I don't approve of the CC system, much prefering CCC. Last year there was a survey by CC and I know many of us contributed to it, but nothing seems to have changed (although one newsletter did say they were getting tougher on no-shows).

However, I have to admit to cancelling more than one CC booking on the day I was due to arrive! I sometimes use the MH for consultancy trips, and I have been rung up at lunchtime to be told "you're not needed". I still expect to be paid my travelling costs, but I change my destination to somewhere I WANT to go (in the vicinity of my current location at the time) rather than somewhere I NEED to go (with perhaps another 200 miles round trip). Would that count as a "reasonable" excuse, or should I lose my deposit (if one was charged)?

Life is never straightforward - Gordon


----------



## nipperdin

Due to Rosie taking longer to recover from an operation than anticipated I have had to cancel some C & CC bookings.
As I cancelled with more than 7 days notice all of my deposits were refunded.
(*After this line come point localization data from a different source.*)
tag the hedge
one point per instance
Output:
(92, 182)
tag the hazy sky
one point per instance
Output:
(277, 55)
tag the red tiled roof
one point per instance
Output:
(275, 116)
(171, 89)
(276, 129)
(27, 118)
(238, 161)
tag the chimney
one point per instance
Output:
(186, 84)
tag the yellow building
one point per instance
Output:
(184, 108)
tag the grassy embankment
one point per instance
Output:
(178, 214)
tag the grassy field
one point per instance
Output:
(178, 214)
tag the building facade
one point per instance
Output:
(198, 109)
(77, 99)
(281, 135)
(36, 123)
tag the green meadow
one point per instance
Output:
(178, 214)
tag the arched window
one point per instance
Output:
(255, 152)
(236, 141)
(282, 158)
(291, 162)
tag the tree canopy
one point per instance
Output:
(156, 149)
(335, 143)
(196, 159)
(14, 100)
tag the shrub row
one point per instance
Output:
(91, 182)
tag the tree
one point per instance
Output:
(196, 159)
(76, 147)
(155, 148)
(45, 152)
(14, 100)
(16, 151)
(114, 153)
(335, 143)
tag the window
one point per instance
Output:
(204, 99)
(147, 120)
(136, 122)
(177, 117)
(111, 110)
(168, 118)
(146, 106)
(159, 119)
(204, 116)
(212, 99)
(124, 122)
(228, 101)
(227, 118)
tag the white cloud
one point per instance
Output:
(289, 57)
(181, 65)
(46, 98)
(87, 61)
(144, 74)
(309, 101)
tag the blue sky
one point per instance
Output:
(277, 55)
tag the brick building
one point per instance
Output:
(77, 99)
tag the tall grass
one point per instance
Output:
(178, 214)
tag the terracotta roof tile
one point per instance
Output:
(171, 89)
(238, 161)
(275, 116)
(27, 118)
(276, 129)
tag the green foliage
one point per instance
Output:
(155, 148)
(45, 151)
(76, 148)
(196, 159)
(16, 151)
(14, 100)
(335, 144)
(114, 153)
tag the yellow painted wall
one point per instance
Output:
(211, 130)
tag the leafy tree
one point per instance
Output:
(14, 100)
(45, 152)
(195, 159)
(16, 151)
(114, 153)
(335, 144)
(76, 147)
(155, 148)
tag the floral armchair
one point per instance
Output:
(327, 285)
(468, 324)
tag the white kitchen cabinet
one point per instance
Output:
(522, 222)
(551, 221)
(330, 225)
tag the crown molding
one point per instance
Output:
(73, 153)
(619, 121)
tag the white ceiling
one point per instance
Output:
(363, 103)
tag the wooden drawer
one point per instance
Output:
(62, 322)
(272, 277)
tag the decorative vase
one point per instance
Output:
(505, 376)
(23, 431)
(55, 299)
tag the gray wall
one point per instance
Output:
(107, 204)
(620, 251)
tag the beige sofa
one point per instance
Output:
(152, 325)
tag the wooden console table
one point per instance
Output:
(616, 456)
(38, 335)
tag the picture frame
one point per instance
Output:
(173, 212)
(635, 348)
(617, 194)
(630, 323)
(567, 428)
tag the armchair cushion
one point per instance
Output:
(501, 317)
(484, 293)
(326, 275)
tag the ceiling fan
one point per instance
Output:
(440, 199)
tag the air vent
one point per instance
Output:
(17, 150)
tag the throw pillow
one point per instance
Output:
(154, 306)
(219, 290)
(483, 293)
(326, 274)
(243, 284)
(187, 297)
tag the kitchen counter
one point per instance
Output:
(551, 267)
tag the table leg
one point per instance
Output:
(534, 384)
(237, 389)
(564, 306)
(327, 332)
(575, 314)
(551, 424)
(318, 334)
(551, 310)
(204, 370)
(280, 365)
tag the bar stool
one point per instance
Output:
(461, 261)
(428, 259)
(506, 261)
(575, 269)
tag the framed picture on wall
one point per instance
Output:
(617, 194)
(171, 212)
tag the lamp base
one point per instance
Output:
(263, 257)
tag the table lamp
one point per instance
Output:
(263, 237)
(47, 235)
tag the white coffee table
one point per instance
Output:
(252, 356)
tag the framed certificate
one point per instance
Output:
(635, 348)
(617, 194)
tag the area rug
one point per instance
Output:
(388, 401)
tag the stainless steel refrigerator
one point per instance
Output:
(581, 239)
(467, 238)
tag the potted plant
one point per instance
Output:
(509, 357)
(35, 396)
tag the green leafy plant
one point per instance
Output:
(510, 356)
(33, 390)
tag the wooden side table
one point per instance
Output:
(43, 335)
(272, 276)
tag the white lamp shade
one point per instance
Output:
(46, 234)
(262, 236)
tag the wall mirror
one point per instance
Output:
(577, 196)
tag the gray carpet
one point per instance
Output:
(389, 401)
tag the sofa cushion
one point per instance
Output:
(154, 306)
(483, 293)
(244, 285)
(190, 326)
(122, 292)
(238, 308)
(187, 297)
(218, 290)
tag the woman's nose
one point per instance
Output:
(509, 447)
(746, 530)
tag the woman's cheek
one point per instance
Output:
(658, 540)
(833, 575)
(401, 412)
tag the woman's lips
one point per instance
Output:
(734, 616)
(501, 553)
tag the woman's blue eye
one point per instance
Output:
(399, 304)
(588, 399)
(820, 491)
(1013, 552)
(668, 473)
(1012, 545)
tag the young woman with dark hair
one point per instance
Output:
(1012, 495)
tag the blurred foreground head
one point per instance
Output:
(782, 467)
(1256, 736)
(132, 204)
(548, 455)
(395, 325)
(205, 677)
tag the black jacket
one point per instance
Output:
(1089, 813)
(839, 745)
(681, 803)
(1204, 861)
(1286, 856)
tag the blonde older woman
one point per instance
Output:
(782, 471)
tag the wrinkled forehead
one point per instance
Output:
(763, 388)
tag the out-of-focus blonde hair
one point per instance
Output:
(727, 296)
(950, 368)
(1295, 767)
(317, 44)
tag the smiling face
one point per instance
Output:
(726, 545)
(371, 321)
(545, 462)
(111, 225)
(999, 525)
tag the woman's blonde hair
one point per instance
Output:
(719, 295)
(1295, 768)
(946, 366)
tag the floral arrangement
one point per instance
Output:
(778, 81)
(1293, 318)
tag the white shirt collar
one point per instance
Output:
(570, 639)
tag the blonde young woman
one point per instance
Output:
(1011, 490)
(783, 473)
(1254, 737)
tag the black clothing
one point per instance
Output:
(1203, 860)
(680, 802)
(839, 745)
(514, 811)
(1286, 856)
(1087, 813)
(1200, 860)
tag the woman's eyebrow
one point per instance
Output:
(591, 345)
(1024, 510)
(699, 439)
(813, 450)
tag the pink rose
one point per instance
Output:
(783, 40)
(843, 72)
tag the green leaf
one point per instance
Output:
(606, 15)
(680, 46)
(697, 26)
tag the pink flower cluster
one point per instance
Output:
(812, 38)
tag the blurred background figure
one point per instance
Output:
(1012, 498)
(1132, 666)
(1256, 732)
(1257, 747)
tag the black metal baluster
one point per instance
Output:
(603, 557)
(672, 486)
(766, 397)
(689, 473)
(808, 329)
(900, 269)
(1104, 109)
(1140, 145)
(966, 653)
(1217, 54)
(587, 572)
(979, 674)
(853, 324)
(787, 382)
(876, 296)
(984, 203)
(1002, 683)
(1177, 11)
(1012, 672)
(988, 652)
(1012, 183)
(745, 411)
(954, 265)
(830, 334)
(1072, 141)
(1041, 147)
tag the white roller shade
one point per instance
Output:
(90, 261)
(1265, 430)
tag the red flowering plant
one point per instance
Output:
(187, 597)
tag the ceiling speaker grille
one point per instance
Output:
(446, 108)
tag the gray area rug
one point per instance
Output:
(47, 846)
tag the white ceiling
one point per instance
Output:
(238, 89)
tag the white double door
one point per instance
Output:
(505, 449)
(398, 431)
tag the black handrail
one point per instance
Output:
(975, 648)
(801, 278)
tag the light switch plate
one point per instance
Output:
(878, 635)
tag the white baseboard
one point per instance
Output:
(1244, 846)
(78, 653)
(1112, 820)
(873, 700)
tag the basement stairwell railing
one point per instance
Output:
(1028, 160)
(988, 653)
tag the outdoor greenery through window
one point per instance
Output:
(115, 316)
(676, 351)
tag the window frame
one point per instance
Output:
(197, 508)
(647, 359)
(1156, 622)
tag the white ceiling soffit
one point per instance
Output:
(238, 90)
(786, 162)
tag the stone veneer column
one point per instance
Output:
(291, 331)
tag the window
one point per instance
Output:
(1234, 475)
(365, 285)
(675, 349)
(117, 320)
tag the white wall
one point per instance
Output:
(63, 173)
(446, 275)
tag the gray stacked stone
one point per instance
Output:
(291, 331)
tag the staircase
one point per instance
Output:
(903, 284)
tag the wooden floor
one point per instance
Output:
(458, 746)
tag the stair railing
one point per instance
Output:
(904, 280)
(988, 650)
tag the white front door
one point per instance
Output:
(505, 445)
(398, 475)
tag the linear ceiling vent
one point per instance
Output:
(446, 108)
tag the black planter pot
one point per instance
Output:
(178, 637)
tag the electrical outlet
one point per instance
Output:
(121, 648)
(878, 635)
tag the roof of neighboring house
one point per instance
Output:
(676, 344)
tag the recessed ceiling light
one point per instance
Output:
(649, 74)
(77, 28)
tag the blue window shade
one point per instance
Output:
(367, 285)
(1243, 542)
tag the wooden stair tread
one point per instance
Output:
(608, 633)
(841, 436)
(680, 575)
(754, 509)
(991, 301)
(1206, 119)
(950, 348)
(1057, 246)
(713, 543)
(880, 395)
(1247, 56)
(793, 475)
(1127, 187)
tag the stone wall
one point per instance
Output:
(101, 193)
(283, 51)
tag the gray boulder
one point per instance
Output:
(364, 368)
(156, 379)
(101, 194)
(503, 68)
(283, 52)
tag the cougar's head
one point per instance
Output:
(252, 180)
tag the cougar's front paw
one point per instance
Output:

My son wanted to book for the CC site at Burford recently for the half term break.
The computer said no room but he rang up and got in.
He said that, in fact, there was plenty of room on the site when he got there


----------



## brianamelia

H1-GBV said:


> I don't approve of the CC system, much prefering CCC. Last year there was a survey by CC and I know many of us contributed to it, but nothing seems to have changed (although one newsletter did say they were getting tougher on no-shows).
> 
> However, I have to admit to cancelling more than one CC booking on the day I was due to arrive! I sometimes use the MH for consultancy trips, and I have been rung up at lunchtime to be told "you're not needed". I still expect to be paid my travelling costs, but I change my destination to somewhere I WANT to go (in the vicinity of my current location at the time) rather than somewhere I NEED to go (with perhaps another 200 miles round trip). Would that count as a "reasonable" excuse, or should I lose my deposit (if one was charged)?
> 
> Life is never straightforward - Gordon


I think this is one the reason that people are calling for the changes as there is nothing to stop anybody cancelling at the last minute. I would have to say that If a deposit system was in place as with the CCC was in place you would and should lose your deposit.
Bri


----------



## DJMotorhomer

*Re: Deposit*



Rapide561 said:


> Hi
> 
> I like the CCC system - £25 deposit - that is ok. However, for a costly booking, the deposit is 25%, so for a longer stay, this deposit can be a chunky amount.
> 
> There are no refunds of the deposit if cancelled within a certain time - I fully agree with this. If you book a Thomas Cook holiday and cancel...etc etc.
> 
> I would like to see the CC taking a £25 deposit per booking with similar terms and conditions to the CCC.
> 
> I am sure there are CC members who book a load of sites when the pitches are put on sale as there is no initial cost. If these people have to pay a deposit for each booking, I suspect availability would appear! Have you tried to get in to Rowntree Park?
> 
> Russell


I totally agree that the CC should adopt the C&CC procedure a £25 deposit per booking, refundable if cancelled 7 days or more before arrival. Then all CC site would not be booked up so quickly, people would have to plan trheir booking not simply blocked book. :x


----------



## brianamelia

*reply*

The last time I stayed at a CC club site the warden told me that of 1.1million bookings made 20% were cancelled though the majority rebooked but he didnt have the exact figures.He said the new computor system give them this info which was discussed at the wardens meeting.He also said he didnt like the current system because of this but it didnt effect him as most nights they were full and most bookings were on the internet
Bri


----------



## Rapide561

*Pitches*

Dave (Zeb)

I would not like to see a maximum number of bookings though. Many fulltimers book 12 months ahead, but, fulltimers' bookings are usually "stable" - ie they say they are coming, they come, come hell, high water or blizzard.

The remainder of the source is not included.